Masyarakat yang terfragmentasi ideologi sempit semakin terjebak dalam perang dingin antar kelompok, di mana aksi kekerasan dan penolakan terhadap individu atau kelompok tertentu menjadi hal yang dibenarkan dalam narasi “perjuangan”. Padahal, Indonesia merupakan negara demokratis, perbedaan pendapat seharusnya dihargai, dan setiap individu berhak untuk menyampaikan pandangannya dengan cara yang damai dan terhormat. Oleh karena itu, penting untuk menggali lebih dalam peran negara, khususnya aparat kepolisian, dalam mencegah terjadinya eskalasi konflik yang dapat merusak stabilitas sosial dan merugikan banyak pihak.

Perang ideologi yang terjadi dalam insiden Pemalang tidak hanya soal perbedaan pandangan agama atau politik, tetapi juga tentang bagaimana “perang” itu dikonstruksi dan dipahami dalam konteks budaya Indonesia yang beragam. Konsep “ulama pribumi” yang berjuang untuk mempertahankan agama dan budaya lokal sering kali digambarkan berseberangan dengan “ulama impor”, yang dipandang sebagai simbol dari kekuatan politik luar negeri yang dianggap tidak memiliki kepentingan dalam mempertahankan nilai-nilai lokal.

Namun, memahami perbedaan ini dalam sosial-politik Indonesia yang multikultural harus diimbangi dengan penghargaan terhadap keberagaman dan komitmen untuk menyatukan perbedaan tersebut dalam sebuah harmoni yang menghargai nilai-nilai kemanusiaan dan perdamaian.

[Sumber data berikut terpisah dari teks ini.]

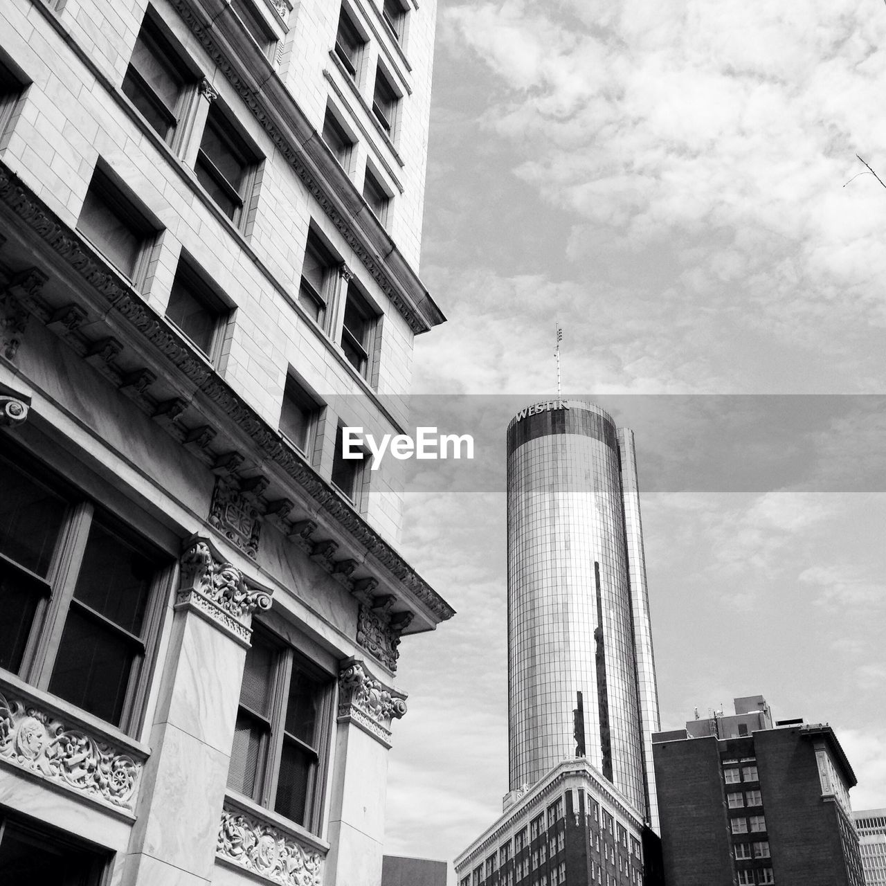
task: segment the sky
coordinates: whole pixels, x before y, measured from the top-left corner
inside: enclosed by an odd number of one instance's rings
[[[880,0],[439,0],[414,390],[492,442],[407,485],[457,615],[400,647],[386,851],[501,813],[504,430],[556,322],[564,394],[637,433],[662,728],[761,693],[886,806],[883,45]]]

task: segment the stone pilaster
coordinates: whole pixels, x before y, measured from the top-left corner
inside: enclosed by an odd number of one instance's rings
[[[377,886],[385,843],[385,802],[392,720],[406,696],[360,659],[342,663],[326,882]]]
[[[252,613],[271,602],[207,539],[180,574],[125,884],[212,879]]]

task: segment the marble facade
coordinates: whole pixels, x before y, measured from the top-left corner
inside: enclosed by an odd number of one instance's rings
[[[395,547],[398,464],[343,491],[333,443],[343,423],[402,431],[414,337],[444,319],[416,272],[435,4],[404,5],[402,35],[374,0],[346,7],[351,85],[338,4],[0,11],[0,869],[32,882],[57,849],[103,886],[381,882],[397,649],[454,611]],[[144,53],[182,66],[168,137],[133,91]],[[377,68],[395,132],[373,122]],[[198,168],[211,105],[253,163],[239,218]],[[360,134],[345,165],[330,107]],[[368,161],[396,195],[384,220]],[[97,200],[121,238],[88,231]],[[325,319],[299,296],[309,237],[338,263]],[[183,265],[206,271],[188,304],[212,348],[174,312]],[[363,365],[350,286],[373,312]],[[280,431],[287,378],[310,446]],[[34,841],[45,858],[20,854]]]

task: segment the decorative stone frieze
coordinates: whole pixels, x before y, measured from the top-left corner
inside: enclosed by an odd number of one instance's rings
[[[226,803],[216,854],[281,886],[320,886],[323,856],[314,846]]]
[[[0,760],[129,812],[144,763],[8,693],[0,695]]]
[[[216,479],[209,523],[247,556],[255,559],[258,556],[261,517],[233,478]]]
[[[391,721],[406,713],[406,696],[385,687],[363,662],[348,658],[338,674],[338,722],[353,722],[391,746]]]
[[[251,587],[243,573],[222,561],[206,539],[191,539],[180,561],[182,585],[176,605],[190,605],[248,642],[248,620],[271,607],[270,594]]]

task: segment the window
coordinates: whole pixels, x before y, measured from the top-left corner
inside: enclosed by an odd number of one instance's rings
[[[218,359],[228,308],[185,260],[178,264],[167,316],[212,361]]]
[[[338,161],[338,165],[348,171],[348,164],[351,159],[351,151],[354,148],[354,140],[345,131],[345,128],[335,118],[331,109],[326,109],[326,116],[323,117],[323,141],[327,147],[332,152],[333,156]]]
[[[106,861],[105,856],[55,828],[0,817],[4,882],[98,886]]]
[[[335,35],[335,54],[338,57],[345,69],[353,80],[357,79],[360,68],[360,58],[362,55],[366,41],[357,30],[351,17],[342,7],[338,15],[338,30]]]
[[[259,157],[236,131],[217,102],[209,105],[195,172],[219,208],[234,222],[244,221]]]
[[[0,666],[131,731],[169,558],[38,467],[0,466]]]
[[[250,36],[259,44],[261,51],[270,58],[277,42],[274,29],[253,5],[252,0],[230,0],[230,4]]]
[[[240,687],[228,785],[296,824],[320,824],[331,680],[260,628]]]
[[[134,284],[144,283],[157,226],[100,167],[93,173],[77,228]]]
[[[376,316],[354,284],[348,284],[341,346],[348,362],[364,377],[369,375]]]
[[[332,483],[359,507],[366,453],[361,453],[359,458],[345,458],[342,451],[344,439],[341,425],[338,425],[335,434],[335,453],[332,456]]]
[[[402,43],[406,32],[406,10],[398,0],[384,0],[382,18],[397,43]]]
[[[158,26],[145,18],[123,78],[123,93],[160,138],[171,143],[196,78]]]
[[[376,86],[372,92],[372,113],[381,128],[390,137],[393,137],[396,123],[397,105],[400,96],[391,85],[381,67],[376,68]]]
[[[325,323],[326,306],[339,264],[320,237],[313,230],[309,231],[305,245],[305,260],[301,265],[299,303],[319,326]]]
[[[391,197],[379,183],[378,179],[369,171],[369,167],[363,177],[363,199],[369,205],[376,218],[385,224],[387,222]]]
[[[280,410],[280,430],[303,455],[310,452],[319,412],[316,400],[291,376],[287,376]]]

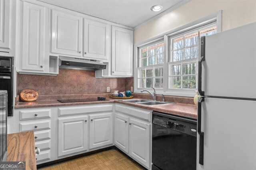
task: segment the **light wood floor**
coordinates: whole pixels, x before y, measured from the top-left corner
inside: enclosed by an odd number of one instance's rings
[[[142,169],[122,153],[112,149],[44,168],[40,170]]]

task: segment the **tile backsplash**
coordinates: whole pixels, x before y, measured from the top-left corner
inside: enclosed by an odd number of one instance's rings
[[[96,78],[94,71],[60,68],[56,76],[18,74],[18,94],[24,89],[36,90],[39,95],[72,94],[106,93],[107,87],[123,92],[126,78]],[[129,86],[133,78],[128,78]]]

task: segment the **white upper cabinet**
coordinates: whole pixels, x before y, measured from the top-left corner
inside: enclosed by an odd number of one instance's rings
[[[112,74],[132,76],[133,31],[112,26]]]
[[[10,0],[0,0],[0,48],[6,49],[10,49]]]
[[[55,10],[52,15],[52,53],[81,57],[82,18]]]
[[[84,19],[84,56],[98,60],[108,58],[108,25]]]
[[[43,72],[49,64],[45,54],[48,9],[24,2],[23,9],[21,70]]]

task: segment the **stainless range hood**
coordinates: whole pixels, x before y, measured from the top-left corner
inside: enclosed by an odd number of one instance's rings
[[[59,56],[59,68],[76,70],[99,70],[106,68],[102,61],[85,59]]]

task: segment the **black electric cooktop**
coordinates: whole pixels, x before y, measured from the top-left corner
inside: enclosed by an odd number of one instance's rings
[[[106,100],[105,98],[98,97],[98,98],[75,99],[62,99],[57,100],[62,103],[73,103],[77,102],[97,102],[109,100]]]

Klaim eksklusif terhadap ulama tertentu, baik “pribumi” maupun “impor”, seharusnya tidak dibenarkan dalam sistem demokrasi yang berlandaskan pada kebebasan berpendapat dan keberagaman. Pemahaman yang lebih luas tentang “perang ulama” seharusnya mengarah pada upaya untuk memperkuat toleransi dan kerukunan antar umat beragama di Indonesia. Negara seharusnya menjadi mediator yang mampu menanggulangi ketegangan dan mencegah kekerasan berbasis identitas dan ideologi, demi terciptanya masyarakat yang lebih damai dan berkeadilan.

Bentrokan di Pemalang bukan hanya sekadar peristiwa lokal, tetapi juga mencerminkan fenomena sosial-politik yang lebih besar, yang mencakup ketegangan antara ideologi-ideologi yang berbeda, baik dalam konteks agama maupun budaya. Kericuhan ini menunjukkan bahwa konflik sosial, apabila tidak ditangani dengan bijaksana, dapat merusak stabilitas sosial dan menumbuhkan ketidakpercayaan antar kelompok.

Penting bagi semua pihak untuk menyadari bahwa dalam keberagaman, perdamaian dan toleransi adalah kunci untuk menjaga keharmonisan bangsa. Konflik ideologi harus diselesaikan dengan dialog konstruktif, bukan dengan kekerasan, agar tidak merusak fondasi sosial yang sudah dibangun dengan susah payah.